Die Märkte hatten sich allerdings darauf eingestellt, dass die Zinsen im September steigen. Wären diese Erwartungen jetzt von Yellen bestätigt worden, hätte sich das bereits auf die Zinsen für Staatanleihen und Hypothekenpapiere ausgewirkt – sie wären gestiegen, da die Märkte angekündigte Veränderungen früh „einpreisen“.

Das könnte der Grund dafür sein, dass Yellen die niedrigen Zinsen nicht antastet.

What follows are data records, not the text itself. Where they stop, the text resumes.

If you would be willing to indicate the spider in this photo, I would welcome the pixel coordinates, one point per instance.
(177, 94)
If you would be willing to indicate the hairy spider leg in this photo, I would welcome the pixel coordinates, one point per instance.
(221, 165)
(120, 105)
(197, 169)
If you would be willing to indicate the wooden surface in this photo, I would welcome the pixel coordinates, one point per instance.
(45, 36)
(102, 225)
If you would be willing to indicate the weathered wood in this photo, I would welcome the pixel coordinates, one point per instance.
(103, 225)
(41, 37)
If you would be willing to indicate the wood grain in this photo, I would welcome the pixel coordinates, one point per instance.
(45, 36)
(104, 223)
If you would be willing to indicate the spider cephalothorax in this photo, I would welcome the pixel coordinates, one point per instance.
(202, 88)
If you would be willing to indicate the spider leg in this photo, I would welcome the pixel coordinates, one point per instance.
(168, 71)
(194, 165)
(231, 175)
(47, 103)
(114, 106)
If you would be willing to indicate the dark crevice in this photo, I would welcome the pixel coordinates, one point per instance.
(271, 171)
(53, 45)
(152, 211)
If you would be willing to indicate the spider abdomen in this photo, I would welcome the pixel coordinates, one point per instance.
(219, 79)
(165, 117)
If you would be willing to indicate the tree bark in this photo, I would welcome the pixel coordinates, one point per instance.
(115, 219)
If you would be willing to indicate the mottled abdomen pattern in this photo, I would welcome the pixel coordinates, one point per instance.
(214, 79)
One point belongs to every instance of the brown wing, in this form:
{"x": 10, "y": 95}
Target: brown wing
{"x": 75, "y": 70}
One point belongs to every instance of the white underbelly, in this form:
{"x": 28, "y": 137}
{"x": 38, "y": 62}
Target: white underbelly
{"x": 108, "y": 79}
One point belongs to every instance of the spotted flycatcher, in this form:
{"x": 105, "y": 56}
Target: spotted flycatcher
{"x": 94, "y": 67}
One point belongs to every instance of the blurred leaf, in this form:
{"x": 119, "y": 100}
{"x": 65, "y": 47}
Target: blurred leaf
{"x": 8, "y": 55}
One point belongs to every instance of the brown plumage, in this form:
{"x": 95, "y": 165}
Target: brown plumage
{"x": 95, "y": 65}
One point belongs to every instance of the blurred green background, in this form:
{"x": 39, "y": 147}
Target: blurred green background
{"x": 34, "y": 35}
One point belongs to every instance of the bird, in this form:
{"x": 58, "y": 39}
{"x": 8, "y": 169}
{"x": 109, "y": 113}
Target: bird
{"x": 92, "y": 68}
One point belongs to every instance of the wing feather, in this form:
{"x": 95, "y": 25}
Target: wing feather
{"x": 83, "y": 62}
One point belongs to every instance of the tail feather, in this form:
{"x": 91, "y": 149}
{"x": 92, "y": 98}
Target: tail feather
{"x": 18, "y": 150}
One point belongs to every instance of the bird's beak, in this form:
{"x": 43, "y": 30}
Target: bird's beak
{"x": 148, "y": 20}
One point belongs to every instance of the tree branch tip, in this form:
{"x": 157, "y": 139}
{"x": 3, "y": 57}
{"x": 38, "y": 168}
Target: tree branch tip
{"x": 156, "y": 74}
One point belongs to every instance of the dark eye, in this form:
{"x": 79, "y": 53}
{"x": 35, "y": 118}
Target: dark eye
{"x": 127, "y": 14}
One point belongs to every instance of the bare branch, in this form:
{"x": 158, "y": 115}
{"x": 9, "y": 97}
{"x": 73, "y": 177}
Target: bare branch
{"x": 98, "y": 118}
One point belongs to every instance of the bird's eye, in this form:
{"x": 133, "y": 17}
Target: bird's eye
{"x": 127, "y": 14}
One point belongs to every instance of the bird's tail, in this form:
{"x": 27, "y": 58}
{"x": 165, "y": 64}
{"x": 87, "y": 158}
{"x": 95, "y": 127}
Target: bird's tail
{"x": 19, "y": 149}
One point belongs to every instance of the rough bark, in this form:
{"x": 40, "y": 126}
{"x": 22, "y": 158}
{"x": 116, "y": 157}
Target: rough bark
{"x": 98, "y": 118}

Doch etwas anderes ist mindestens genauso plausibel: der starke Dollar, den Yellen allerdings nicht erwähnt. Denn eine Leitzinserhöhung ließe den Dollar weiter erstarken, wodurch die Produkte der US-Exporteure teurer würden.

Schon jetzt ist der Dollar deutlich teurer als in den vergangenen Jahren – auch aufgrund der Niedrigzinspolitik anderer großer Zentralbanken. So liegt beispielsweise bei der Europäischen Zentralbank (EZB) eine Zinserhöhung in weiter Ferne. Zudem hat die EZB gerade erst damit begonnen, monatlich öffentliche Anleihen für 60 Milliarden Euro zu kaufen.

Dadurch stehen die Zentralbanken vor einer Niedrigzinsfalle: Keine Notenbank will, dass die eigene Währung stärker und heimische Produkte damit teurer werden als die der ausländischen Konkurrenz. Also bleiben die Zinsen weltweit niedrig. Doch schnappt die Zinsfalle zu, wären die Sparer die Leidtragenden. Deren Erspartes verliert schon jetzt real an Wert. Geht das auf Jahre so weiter, gerät der soziale Frieden in Gefahr.